One of the cool aspects about your post is that it goads us to think. Thinking about someone who dislikes you moves you out of a reactive, attacking or judging state into simply observing someone who shares their preferences. If they do not prefer you, it is their perception, and of self, since we are all one with each other. Everyone is a mirror.

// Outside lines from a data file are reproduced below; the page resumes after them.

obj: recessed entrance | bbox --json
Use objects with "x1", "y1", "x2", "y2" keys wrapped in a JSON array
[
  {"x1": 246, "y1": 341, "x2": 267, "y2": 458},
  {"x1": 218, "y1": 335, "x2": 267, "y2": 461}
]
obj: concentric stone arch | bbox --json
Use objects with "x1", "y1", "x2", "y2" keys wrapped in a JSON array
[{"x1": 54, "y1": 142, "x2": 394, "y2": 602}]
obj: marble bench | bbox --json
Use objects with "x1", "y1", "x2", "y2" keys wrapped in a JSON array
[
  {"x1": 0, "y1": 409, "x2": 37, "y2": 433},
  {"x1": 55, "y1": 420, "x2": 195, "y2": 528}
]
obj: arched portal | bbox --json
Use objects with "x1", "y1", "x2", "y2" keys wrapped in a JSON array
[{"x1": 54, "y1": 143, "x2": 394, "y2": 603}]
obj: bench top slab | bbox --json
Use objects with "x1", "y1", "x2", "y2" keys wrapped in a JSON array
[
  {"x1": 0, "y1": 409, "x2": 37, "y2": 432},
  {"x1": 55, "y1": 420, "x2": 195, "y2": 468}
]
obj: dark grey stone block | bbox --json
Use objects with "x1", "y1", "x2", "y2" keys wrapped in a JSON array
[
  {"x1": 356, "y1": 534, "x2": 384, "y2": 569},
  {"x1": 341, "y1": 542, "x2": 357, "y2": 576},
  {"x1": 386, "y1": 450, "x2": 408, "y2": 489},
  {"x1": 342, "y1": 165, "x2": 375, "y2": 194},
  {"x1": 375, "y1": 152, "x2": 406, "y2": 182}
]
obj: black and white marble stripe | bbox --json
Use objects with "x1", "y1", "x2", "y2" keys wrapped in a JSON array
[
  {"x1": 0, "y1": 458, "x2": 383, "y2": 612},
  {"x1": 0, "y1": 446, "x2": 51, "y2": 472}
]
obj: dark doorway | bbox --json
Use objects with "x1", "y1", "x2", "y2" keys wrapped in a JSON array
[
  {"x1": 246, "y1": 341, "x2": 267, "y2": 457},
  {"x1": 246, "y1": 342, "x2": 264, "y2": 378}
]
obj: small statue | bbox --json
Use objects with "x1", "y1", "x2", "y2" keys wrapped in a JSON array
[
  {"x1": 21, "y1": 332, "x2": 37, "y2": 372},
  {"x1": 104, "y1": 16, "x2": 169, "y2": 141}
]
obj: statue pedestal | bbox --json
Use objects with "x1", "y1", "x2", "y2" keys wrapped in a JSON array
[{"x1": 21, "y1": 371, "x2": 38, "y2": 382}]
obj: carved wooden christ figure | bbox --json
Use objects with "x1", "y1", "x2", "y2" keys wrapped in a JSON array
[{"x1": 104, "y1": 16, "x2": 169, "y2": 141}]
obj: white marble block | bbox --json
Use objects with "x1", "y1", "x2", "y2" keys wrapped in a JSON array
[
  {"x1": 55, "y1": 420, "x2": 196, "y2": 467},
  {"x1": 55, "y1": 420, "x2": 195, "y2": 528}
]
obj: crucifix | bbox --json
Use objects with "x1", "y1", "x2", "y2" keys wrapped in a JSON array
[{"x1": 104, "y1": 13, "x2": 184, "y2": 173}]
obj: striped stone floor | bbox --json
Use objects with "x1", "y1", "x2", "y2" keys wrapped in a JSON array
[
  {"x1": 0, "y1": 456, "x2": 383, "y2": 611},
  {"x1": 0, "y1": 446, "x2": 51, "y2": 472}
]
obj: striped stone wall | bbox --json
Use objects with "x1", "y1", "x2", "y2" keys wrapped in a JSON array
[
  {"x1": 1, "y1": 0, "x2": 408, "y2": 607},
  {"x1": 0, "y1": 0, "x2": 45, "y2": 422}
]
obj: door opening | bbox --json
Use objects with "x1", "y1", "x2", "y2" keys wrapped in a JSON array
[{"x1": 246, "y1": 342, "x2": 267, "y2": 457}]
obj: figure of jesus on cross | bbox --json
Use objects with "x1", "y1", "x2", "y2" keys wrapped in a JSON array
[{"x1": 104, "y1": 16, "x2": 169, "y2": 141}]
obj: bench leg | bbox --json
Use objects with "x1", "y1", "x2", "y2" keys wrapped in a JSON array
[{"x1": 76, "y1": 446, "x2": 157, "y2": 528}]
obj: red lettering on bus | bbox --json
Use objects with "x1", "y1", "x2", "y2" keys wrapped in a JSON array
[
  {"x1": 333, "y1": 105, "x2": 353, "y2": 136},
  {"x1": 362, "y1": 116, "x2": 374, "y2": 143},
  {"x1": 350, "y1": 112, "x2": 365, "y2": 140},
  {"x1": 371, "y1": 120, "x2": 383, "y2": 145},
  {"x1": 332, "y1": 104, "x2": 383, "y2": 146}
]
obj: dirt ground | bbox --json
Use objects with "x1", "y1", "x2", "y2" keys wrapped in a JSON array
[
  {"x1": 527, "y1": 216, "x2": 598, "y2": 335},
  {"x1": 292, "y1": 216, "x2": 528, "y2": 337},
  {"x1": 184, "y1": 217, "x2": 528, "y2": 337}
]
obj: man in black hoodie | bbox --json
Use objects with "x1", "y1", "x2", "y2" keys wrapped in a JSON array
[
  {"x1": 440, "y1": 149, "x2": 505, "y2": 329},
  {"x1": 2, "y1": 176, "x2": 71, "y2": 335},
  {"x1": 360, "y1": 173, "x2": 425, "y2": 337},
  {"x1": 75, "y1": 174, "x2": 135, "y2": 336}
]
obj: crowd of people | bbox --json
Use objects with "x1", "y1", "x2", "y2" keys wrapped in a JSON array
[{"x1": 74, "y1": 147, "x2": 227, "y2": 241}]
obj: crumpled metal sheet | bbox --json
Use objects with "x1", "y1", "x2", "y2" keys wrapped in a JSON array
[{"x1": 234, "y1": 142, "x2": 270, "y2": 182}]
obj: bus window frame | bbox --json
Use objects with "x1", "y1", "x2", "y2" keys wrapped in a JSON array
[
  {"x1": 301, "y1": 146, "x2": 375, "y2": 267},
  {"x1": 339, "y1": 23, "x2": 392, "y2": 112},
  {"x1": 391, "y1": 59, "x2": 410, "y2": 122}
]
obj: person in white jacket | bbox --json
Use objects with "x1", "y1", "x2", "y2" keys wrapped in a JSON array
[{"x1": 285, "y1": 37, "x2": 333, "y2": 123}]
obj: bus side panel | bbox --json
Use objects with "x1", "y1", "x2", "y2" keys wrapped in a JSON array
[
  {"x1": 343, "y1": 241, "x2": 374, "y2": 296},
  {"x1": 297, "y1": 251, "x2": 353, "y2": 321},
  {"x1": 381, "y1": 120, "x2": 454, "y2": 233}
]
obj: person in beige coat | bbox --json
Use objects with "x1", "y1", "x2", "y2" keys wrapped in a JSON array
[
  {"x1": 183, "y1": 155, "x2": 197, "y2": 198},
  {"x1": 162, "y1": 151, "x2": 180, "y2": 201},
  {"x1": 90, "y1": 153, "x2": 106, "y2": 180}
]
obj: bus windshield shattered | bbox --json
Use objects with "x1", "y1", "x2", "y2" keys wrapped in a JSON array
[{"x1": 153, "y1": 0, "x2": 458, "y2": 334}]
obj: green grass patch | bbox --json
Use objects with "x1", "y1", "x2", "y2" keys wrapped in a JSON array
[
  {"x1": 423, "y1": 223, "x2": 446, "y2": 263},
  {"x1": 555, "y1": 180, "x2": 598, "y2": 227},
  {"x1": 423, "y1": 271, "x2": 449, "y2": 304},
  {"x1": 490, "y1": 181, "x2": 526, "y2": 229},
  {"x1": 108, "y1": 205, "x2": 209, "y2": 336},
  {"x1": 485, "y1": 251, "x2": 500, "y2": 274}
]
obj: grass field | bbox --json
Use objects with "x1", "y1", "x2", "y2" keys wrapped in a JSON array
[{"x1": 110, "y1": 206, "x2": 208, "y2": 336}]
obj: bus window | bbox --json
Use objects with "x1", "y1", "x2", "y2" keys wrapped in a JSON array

Jordanne || Ofaglasgowgirl

What an interesting post! I feel we all reach a point where we realise this. It wasn’t until I was in my late 20s I gave up trying to understand why some people disliked me but now it’s water off a ducks back and I focus my time and energy on what I can control. Plus, what other people think of me is none of my business.

Ron
Ron
1 year ago

A great article this is, I love reading unorthodox thoughts like this Alderian psychology (which I had never come across btw). I stopped caring whether others like me or not but was there once, it was a process.

JamieAdStories
1 year ago

I enjoyed this post and believe that you have to take the rough with the smooth. You can never be liked by everyone so just embrace it.

Vanessa
1 year ago

This is a great post and topic. Adlerian psychology is a bit unconventional sometimes. I used to be a big people pleaser. Learning how to kindly disengage coupled with the courage of being disliked has been a great journey so far. I think we really do find greater freedom. Thank you for sharing.

Raising Harry
1 year ago

This is such a useful post

Mummy Conquering Anxiety

The points in this post really resonated with me. I used to really care of someone didn’t like me. Also the evolutionary angle means it’s an automatic process and not a conscious decision to react. Interesting!

lucymarytaylor
1 year ago

This is such an interesting read, I never really thought to ask myself these questions as to why a person may dislike me. I’ve always been someone to just take it on the chin if I know that someone doesn’t like me! But I will definitely ask myself these questions next time the situation arises x

Lucy | http://www.lucymary.co.uk

Molly | Transatlantic Notes

These questions to ask ourselves are useful if we really need to examine someone else’s dislike of us (I would say mainly if we have actually done something that warrants that dislike). If I haven’t done anything and it’s someone who has just reacted to me negatively I don’t give it much thought or energy (generally). I think I’d ask myself these questions if a resolution was required so this was interesting to read through!